I don't understand at all what to do here

Use the following formula:

T1/2 = T*ln(2)/ln(Ao/At)

Where

T1/2=0.03920 years
T=?
Ao=100%
and
At=53.25%

Solve for T:

(T1/2)/[[ln(2)/ln(Ao/At)]= To

To=(0.03920)/[ln(2)/ln(100/53.25)]

Answer contains four significant figures.

The answer that is given to you will be in years.

Take To and do the following with it:

To*(365 days/1 year)*(24hrs/1 day)*(60mins/1 Hr)= answer in minutes.

Remember, no more than four significant figures.

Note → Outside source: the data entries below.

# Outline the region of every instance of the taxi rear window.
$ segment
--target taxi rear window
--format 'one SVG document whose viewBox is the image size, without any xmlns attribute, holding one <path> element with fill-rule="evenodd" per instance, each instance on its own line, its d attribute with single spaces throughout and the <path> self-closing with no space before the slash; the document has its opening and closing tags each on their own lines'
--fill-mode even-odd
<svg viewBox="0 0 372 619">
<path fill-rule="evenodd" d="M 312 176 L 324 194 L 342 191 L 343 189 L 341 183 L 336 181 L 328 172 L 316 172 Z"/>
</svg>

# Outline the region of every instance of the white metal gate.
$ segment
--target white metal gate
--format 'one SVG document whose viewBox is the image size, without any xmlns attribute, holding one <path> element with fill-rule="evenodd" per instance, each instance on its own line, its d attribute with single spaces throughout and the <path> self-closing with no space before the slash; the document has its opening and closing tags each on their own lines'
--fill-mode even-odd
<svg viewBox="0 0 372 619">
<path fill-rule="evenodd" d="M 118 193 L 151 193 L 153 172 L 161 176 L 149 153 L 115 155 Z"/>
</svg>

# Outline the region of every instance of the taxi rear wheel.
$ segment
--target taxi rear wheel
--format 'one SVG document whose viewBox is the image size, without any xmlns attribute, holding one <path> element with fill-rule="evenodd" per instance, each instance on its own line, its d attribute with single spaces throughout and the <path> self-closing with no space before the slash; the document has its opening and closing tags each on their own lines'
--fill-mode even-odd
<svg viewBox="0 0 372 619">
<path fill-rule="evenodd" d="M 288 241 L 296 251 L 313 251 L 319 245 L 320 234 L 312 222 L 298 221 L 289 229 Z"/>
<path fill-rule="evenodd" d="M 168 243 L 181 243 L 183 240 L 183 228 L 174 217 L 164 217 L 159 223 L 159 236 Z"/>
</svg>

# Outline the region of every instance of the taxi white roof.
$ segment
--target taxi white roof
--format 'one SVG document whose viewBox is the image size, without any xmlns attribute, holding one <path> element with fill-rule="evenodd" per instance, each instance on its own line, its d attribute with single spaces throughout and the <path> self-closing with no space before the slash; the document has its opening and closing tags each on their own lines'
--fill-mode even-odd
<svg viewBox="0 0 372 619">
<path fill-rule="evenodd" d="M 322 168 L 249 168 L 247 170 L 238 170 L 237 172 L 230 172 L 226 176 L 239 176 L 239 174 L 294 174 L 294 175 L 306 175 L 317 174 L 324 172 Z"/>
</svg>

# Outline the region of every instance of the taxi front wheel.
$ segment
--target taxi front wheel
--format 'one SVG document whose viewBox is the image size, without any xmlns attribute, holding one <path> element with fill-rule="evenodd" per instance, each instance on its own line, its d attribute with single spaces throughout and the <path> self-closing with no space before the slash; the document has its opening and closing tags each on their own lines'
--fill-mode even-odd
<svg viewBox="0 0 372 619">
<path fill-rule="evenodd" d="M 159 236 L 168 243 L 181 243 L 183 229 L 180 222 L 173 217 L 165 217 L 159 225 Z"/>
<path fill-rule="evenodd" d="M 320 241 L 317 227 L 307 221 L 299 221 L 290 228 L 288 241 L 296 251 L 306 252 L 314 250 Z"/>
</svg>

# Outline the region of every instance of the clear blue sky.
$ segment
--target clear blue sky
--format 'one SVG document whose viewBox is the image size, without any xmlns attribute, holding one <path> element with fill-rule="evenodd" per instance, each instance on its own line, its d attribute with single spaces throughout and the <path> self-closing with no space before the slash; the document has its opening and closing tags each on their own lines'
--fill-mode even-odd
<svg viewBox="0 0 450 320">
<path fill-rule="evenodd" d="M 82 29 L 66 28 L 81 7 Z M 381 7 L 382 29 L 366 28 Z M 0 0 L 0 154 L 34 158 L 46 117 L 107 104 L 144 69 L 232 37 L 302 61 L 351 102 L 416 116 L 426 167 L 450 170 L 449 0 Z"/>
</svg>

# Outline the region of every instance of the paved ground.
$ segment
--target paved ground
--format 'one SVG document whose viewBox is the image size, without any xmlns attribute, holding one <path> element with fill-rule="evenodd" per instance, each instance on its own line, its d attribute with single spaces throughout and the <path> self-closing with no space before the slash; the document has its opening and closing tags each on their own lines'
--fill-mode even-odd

To solve this problem, we need to use the concept of radioactive decay and the equation for first-order kinetics.

First, let's understand the given information. The half-life of 32P is stated as 0.03920 years. This means that after 0.03920 years, half of the original amount of 32P will remain.

Now, let's determine how much of the initial amount of 32P remains after a certain time t using the equation for first-order kinetics:

N(t) = N₀ * e^(-kt),

where:
N(t) is the amount of substance remaining at time t,
N₀ is the initial amount of substance,
k is the decay constant,
t is the time passed.

Since the half-life is given, we can use it to determine the decay constant (k) by rearranging the equation:

0.5 = e^(-kt).

Taking the natural logarithm (ln) of both sides:

ln(0.5) = -kt,

Thus:

k = -ln(0.5) / t₁/₂.

Now, we know the value of k. Let's use this information to find the time (in minutes) it takes for the amount of 32P to decrease to 53.25% of its initial amount. The remaining amount of 32P (N(t)) is 53.25% or 0.5325 times the initial amount (N₀).

0.5325 = N₀ * e^(-kt).

Rearranging this equation:

t = -ln(0.5325) / k.

Since the time unit in the equation for k was in years, we need to convert the half-life and the time to be in the same unit. Let's convert the half-life from years to minutes:

1 year = 365.25 days (considering leap years)
1 day = 24 hours
1 hour = 60 minutes

Now, we can plug in all the values into the equation and calculate the time it takes for the amount of 32P to decrease to 53.25% of its initial amount in minutes.